Machine learning Bot detection technique, based on United States election dataset

Last update: Nov 20, 2022

Related tags

Overview

Machine learning Bot detection technique, based on United States election dataset (2020).

Current github repo provides implementation described in paper: "Identification of Twitter Bots based on an Explainable ML Framework: the US 2020 Elections Case Study" accepted in ICWSM 2022 conference.

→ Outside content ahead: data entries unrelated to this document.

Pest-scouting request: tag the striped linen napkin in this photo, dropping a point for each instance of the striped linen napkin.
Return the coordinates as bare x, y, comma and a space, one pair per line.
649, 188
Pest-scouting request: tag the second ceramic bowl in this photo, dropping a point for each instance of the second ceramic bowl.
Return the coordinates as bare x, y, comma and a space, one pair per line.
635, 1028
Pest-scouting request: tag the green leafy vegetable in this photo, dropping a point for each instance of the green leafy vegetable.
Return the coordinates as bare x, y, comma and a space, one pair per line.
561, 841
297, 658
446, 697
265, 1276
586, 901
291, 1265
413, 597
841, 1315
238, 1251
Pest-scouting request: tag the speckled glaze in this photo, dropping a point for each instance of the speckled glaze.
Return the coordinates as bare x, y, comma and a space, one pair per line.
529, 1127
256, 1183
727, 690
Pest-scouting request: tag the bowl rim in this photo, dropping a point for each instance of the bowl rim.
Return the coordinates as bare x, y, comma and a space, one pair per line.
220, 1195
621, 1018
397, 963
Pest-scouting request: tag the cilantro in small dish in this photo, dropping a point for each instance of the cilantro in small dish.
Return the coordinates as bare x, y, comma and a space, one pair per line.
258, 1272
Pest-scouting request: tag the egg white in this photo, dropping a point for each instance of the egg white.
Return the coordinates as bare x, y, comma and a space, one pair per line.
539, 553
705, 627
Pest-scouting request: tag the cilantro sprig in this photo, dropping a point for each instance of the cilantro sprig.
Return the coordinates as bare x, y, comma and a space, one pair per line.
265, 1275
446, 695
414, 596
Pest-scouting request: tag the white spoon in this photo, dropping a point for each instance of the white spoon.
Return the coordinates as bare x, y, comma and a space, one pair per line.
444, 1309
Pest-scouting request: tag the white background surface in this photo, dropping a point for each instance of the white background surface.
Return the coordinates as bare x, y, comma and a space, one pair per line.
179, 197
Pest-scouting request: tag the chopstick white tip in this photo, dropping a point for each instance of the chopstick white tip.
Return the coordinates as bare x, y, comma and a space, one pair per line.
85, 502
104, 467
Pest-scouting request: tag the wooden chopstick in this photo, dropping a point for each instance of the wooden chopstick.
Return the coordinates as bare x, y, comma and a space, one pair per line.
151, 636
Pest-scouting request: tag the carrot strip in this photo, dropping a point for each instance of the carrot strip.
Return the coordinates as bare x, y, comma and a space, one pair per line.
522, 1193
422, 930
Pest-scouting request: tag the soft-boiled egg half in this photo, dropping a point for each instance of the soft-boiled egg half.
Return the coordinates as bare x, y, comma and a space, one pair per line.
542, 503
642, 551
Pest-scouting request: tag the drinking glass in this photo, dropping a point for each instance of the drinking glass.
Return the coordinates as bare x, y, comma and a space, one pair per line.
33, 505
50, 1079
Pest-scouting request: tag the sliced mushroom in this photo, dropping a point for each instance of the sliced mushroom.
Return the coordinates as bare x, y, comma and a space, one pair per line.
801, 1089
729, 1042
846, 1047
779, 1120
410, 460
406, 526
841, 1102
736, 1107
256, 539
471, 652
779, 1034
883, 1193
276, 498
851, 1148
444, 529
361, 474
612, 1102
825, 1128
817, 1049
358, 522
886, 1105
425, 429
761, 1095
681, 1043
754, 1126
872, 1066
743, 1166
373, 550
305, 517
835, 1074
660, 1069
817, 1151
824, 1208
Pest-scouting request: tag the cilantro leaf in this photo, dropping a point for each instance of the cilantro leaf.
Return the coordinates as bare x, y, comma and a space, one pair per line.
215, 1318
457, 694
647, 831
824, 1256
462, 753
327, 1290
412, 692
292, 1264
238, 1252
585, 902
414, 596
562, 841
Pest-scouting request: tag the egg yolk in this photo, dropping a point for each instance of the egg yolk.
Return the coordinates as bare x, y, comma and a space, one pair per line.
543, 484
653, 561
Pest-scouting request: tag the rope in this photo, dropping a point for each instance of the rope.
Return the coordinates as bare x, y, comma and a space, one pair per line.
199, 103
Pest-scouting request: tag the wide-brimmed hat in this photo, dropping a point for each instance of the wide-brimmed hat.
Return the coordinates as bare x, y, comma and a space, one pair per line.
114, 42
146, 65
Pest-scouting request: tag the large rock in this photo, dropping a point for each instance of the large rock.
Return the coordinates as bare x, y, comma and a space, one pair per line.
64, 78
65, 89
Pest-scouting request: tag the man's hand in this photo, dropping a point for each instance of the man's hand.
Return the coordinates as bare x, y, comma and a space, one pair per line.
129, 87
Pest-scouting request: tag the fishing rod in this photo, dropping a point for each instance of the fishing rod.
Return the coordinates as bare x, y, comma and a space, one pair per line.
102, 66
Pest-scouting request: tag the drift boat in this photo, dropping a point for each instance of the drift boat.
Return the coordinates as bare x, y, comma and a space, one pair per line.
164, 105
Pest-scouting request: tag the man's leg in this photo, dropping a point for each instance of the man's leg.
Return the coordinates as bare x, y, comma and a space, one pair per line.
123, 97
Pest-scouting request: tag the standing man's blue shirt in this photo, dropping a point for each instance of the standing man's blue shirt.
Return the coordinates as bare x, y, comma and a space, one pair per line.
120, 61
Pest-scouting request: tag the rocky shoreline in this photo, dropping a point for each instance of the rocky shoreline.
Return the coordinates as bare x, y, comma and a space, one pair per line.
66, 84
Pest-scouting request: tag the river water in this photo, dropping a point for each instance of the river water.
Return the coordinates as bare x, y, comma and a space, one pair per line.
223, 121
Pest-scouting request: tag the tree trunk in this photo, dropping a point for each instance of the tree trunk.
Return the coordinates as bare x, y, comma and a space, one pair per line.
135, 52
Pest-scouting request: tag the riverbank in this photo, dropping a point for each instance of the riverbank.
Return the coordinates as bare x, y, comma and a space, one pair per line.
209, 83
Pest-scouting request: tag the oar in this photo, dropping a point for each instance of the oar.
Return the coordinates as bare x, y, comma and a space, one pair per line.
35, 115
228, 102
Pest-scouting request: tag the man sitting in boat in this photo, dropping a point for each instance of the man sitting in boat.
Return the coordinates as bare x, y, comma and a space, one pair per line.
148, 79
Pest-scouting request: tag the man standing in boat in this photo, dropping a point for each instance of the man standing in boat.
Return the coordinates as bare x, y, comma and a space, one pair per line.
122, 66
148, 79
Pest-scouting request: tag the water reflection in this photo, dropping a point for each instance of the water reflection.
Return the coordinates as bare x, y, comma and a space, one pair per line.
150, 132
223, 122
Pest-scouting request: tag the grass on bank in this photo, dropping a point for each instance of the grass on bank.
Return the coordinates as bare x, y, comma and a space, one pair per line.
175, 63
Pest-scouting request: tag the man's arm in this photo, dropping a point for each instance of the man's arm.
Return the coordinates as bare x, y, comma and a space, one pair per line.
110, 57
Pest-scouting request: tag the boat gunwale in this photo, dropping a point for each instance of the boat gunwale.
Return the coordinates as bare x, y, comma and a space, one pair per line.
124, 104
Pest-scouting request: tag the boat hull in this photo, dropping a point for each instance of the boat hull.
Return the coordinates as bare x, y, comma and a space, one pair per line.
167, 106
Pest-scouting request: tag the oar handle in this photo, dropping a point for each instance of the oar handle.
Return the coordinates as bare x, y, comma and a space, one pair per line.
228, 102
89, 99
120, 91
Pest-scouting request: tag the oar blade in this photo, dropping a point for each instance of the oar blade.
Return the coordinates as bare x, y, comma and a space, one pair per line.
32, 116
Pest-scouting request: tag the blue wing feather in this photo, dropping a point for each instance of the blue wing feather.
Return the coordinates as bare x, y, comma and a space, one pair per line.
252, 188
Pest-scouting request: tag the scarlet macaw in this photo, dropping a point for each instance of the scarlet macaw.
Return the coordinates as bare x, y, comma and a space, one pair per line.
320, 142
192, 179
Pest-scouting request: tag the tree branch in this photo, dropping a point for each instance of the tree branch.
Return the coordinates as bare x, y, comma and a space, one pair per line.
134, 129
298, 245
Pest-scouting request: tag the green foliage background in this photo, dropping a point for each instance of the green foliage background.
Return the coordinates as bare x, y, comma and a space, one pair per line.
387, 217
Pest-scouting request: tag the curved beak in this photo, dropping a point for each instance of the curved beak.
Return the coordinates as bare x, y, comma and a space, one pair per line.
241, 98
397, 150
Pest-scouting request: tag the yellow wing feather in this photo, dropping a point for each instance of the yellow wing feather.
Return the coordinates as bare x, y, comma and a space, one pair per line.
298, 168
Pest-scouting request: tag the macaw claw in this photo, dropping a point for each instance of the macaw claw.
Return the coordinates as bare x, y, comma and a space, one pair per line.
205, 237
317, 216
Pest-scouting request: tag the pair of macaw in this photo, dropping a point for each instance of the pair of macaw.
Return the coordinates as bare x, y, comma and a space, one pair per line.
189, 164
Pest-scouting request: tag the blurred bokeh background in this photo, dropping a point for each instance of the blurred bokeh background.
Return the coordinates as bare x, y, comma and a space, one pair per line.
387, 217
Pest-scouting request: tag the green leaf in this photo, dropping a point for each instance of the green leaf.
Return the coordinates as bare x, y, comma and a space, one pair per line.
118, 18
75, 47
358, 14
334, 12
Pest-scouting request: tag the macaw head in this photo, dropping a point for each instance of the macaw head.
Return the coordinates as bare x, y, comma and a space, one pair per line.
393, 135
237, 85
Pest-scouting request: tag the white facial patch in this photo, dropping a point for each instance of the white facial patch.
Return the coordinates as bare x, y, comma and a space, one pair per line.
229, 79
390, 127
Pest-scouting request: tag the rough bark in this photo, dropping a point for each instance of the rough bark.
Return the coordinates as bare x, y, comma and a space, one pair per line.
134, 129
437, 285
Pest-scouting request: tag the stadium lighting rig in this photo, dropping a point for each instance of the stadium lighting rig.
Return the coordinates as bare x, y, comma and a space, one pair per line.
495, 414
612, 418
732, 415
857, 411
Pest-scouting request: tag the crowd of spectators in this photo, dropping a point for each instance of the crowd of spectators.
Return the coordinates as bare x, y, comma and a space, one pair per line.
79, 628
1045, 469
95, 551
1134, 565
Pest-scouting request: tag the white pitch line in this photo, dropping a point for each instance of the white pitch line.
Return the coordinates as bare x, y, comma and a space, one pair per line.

Code folder contain all scripts for:

feature selection
parameter fine tuning
final model performance evaluation

Developed Bot Detection ML framework was trained and tested over Twitter dataset.
The particular dataset was collected with use of Twitter API during the 2020 US Election period. During this period we manage to collect tweets/retweets that contain particular hashtags that are correlated with the 2020 US Election topic. We provide our dataset in the form of two separated files. In those files we provide already extracted features for each user that was labeled according to our labeling process.

data/us_2020_election_data.csv
- contain user features and labels that was active in twitter during the month of September
- we utilize it during our training/validation/testing phase of our implementation
data/us_2020_election_data_october.csv
- is utilized in order to identify how a developed model can perform over the unseen data that was collected during the month of October.

Both files was labeled with use of Botometer and BotSentinel Bot Detection tools. We keep only a union of users where both tools agree if a particular account is bot or normal user. Created pipeline allow us to keep user labels as clear as possible. We remove user ids in order to keep private the user identity, we provide only labels and extracted features which do not provide any sensitive user information.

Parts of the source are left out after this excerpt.